# Winning 2015 Vapemeet DIY Recipe



## Kalashnikov

Hi Guys,

Thought i would just share a recipe that i used for VapeMeet DIY comp. All welcome to try. Constructive criticism welcome.

This mix tastes somewhat resembles a cake. All Concentrates are TFA. 1 week steeping.

Flavour name: Peanutella

Target VG/PG Ratio : 65/35

Peanut Butter - 8%
Strawberry Ripe - 2%
Vanilla Custard - 5%
MarshMellow - 3%
Graham Cracker - 3%

Happy Vaping

Reactions: Like 4 | Winner 2 | Thanks 6


----------



## ChrisFJS

Looks good. Will get the concentrates i don't have and try this 

Edit:
Will upping the vg be very detrimental to the flavour?

Reactions: Like 1


----------



## Kalashnikov

ChrisFJS said:


> Looks good. Will get the concentrates i don't have and try this
> 
> Edit:
> Will upping the vg be very detrimental to the flavour?


Not really. I made it 80/20 as well. it did need a little more steeping

Reactions: Informative 1


----------



## morras

Thanks for sharing bud !!!

Reactions: Like 1


----------



## BumbleBee

Kolashnikov said:


> Hi Guys,
> 
> Thought i would just share a recipe that i used for VapeMeet DIY comp. All welcome to try. Constructive criticism welcome.
> 
> This mix tastes somewhat resembles a cake. All Concentrates are TFA. 1 week steeping.
> 
> Flavour name: Peanutella
> 
> Target PG/VG Ratio : 65/35
> 
> Peanut Butter - 8%
> Strawberry Ripe - 2%
> Vanilla Custard - 5%
> MarshMellow - 3%
> Graham Cracker - 3%
> 
> Happy Vaping


I really enjoyed this at the September meet, thanks for sharing 

You mentioned the PG/VG ratio at 65/35, don't you mean 35/65?

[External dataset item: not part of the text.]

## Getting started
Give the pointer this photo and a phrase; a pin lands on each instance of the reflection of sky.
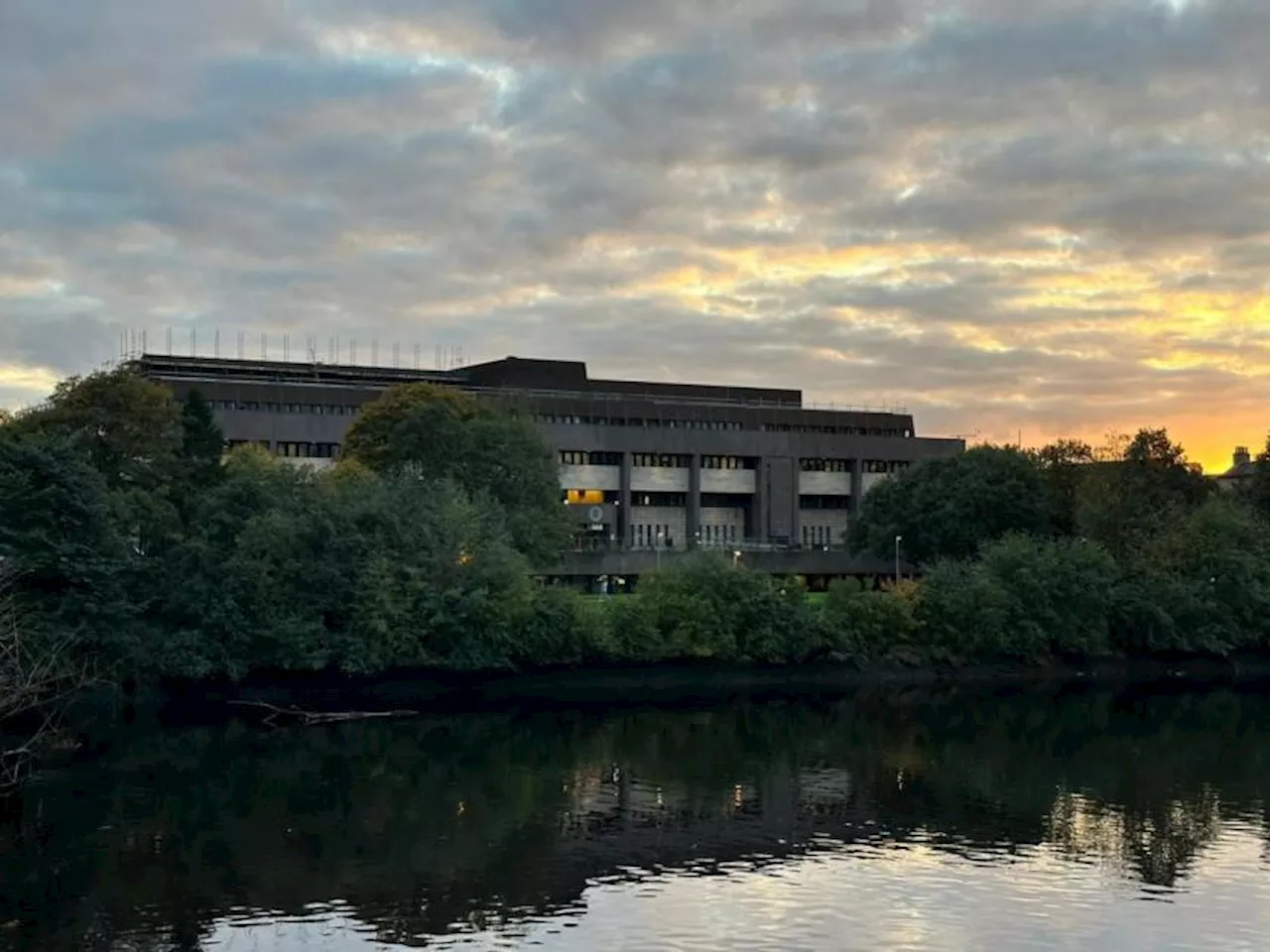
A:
(911, 897)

Reactions: Like 1 | Agree 1


----------



## Kalashnikov

BumbleBee said:


> I really enjoyed this at the September meet, thanks for sharing
> 
> You mentioned the PG/VG ratio at 65/35, don't you mean 35/65?


Lol correct. Thanks for spotting that 1

Reactions: Like 1


----------



## Andre

Kolashnikov said:


> Lol correct. Thanks for spotting that 1


Maybe edit your original post for future reference?

Reactions: Informative 1


----------



## theyettie

Very nice of you. Thanks mate!

Reactions: Like 1


----------